Online Bachelor's in Horticulture Career Paths
After earning an online bachelor's degree in horticulture, you can pursue entry-level careers related to plant/livestock production and the use of plant materials in natural and constructed landscapes. You can also find work in national parks as a conservationist or in government agencies as an urban or regional planner.
To pursue the highest-level positions in the field, you most likely need to earn a master's or doctoral degree. By enrolling in a business-focused program, you can gain the project leadership skills needed to succeed in managerial and policy roles. Alternatively, science-centered graduate programs can help prepare you for work as a dedicated researcher or college professor.
Frequently Asked Questions
- What do horticulturalists do?
Horticulture is the science of growing and maintaining flowers, vegetables, trees, and grass. Horticulturists may also examine ecosystems and global change, making them great conservationists and sustainability experts. As part of their job, horticulturists may also oversee greenhouses and landscaping crews.
- How long does it take to get a bachelor's degree in horticulture?
Traditional bachelor's programs take four years to complete. If you have prior college courses or relevant professional experience, transfer-friendly programs can allow you to graduate in less time.

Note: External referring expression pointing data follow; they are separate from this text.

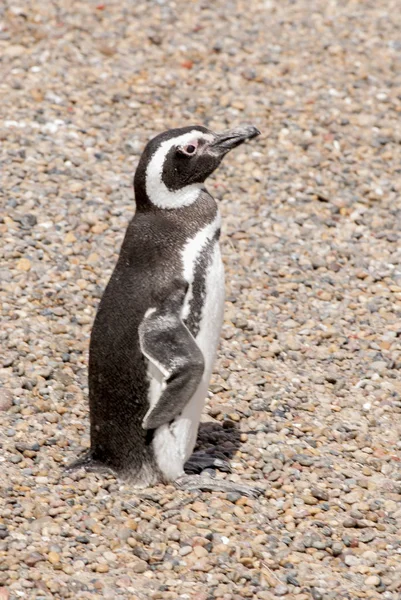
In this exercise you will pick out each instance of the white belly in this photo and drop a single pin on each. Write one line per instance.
(173, 444)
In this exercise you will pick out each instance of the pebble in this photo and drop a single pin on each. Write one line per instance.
(305, 398)
(6, 399)
(373, 580)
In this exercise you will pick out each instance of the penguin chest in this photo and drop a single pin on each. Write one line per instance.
(208, 314)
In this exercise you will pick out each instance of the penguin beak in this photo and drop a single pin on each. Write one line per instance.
(226, 141)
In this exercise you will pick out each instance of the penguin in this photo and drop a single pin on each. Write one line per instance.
(157, 327)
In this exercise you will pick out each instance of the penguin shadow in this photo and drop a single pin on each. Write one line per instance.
(216, 445)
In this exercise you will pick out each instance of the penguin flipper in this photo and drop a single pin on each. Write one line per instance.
(168, 344)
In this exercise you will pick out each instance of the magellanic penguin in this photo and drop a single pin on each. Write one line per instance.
(157, 328)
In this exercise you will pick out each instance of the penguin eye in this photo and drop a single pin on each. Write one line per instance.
(188, 150)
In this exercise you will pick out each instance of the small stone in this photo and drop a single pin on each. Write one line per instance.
(24, 264)
(373, 580)
(101, 568)
(280, 590)
(320, 494)
(139, 566)
(351, 560)
(53, 557)
(33, 558)
(6, 399)
(349, 522)
(337, 548)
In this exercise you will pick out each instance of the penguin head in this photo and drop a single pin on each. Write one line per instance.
(176, 163)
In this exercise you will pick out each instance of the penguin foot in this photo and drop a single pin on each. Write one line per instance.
(200, 461)
(206, 483)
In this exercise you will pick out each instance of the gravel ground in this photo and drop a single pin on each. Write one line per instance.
(306, 395)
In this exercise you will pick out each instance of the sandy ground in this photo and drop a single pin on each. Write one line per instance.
(306, 393)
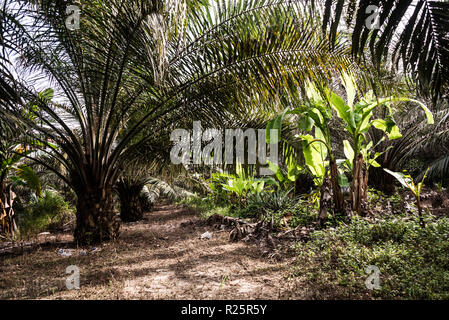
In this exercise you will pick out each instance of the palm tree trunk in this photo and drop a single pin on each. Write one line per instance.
(96, 220)
(336, 190)
(130, 206)
(359, 185)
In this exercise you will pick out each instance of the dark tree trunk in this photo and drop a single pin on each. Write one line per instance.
(96, 220)
(336, 190)
(359, 185)
(7, 215)
(131, 207)
(131, 203)
(381, 180)
(325, 200)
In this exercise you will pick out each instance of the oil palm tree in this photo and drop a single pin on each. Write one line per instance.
(135, 65)
(410, 34)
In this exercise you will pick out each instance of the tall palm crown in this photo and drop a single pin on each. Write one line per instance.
(134, 68)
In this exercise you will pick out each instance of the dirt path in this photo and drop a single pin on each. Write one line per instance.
(157, 258)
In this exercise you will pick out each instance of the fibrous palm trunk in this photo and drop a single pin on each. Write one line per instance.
(359, 185)
(131, 207)
(131, 204)
(336, 190)
(96, 220)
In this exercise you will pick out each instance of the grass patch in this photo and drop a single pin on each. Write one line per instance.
(49, 213)
(413, 261)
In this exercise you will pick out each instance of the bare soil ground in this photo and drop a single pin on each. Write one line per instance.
(157, 258)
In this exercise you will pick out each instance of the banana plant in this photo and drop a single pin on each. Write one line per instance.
(358, 119)
(240, 184)
(13, 172)
(290, 172)
(416, 188)
(314, 115)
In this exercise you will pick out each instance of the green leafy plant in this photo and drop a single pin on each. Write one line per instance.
(358, 119)
(416, 188)
(315, 114)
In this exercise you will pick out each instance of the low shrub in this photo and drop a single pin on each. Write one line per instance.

- Is a horticulture degree hard?
Difficulty varies and is based on your personal academic strengths and weaknesses. Bachelor's in horticulture programs emphasize scientific knowledge. In addition to coursework in general chemistry and biology, you can expect to take classes in plant pathology and nutrition, as well as ecology and biodiversity.
- How much do horticulturists make a year?
According to PayScale, horticulturists make an average annual salary of about $41,000. However, salaries vary greatly based on your location and industry. For example, the Bureau of Labor Statistics (BLS) reports that scientists who work in food manufacturing make about $69,000 each year.
- Is horticulture a good career choice?
Horticulture is a growing field. The BLS projects agricultural and food science positions to grow by 7% between 2018 and 2028, adding about 38,000 new jobs to the U.S. economy.